Before: Cavanagh, P.J., and Neff and B. B. MacKenzie*, JJ.
PER CURIAM.
Plaintiff commenced this action, seeking declaratory and injunctive relief with regard to
the validity and future enforcement of the City of Rochester’s noise ordinance, § 9.1-11,1 and
also requesting money damages in connection with the city’s past enforcement of the ordinance
with regard to four parcels of real property owned by plaintiff. The trial court granted
defendants’ motion for summary disposition pursuant to MCR 2.116(C)(4). We affirm in part,
reverse in part, and remand for further proceedings.
1
This ordinance, as originally adopted in 1958, provided, in pertinent part:
Noises. Each of the following acts is declared unlawful and prohibited,
but this enumeration shall not be deemed to be exclusive, namely:
***
(2) Construction Noises.
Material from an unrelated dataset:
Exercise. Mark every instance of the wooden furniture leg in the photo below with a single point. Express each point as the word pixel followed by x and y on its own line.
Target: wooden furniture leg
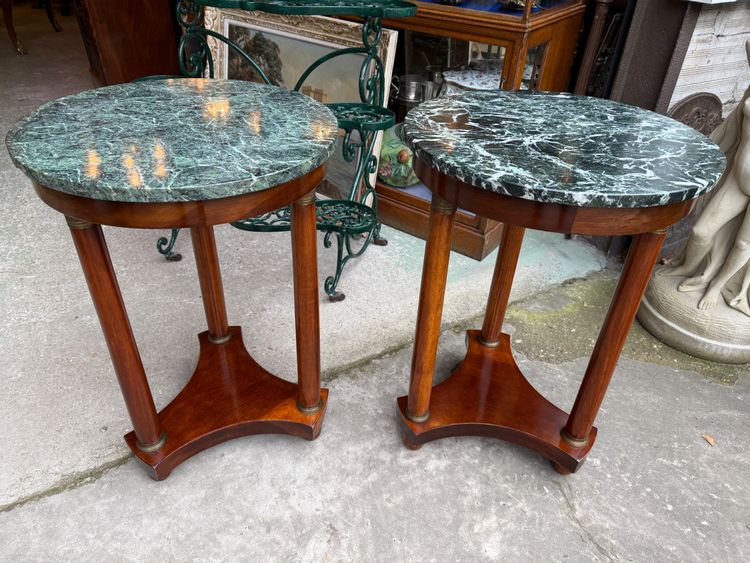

The erection (including excavating therfor (sic)),
demolition, alteration, or repair of any building, the cutting of any trees with
power saws, and the excavation of streets and highways, except between the hours
of 7 o’clock A.M. and 6 o’clock P.M. on week days, unless a permit be first
obtained from the Manager.
* Former Court of Appeals judge, sitting on the Court of Appeals by assignment.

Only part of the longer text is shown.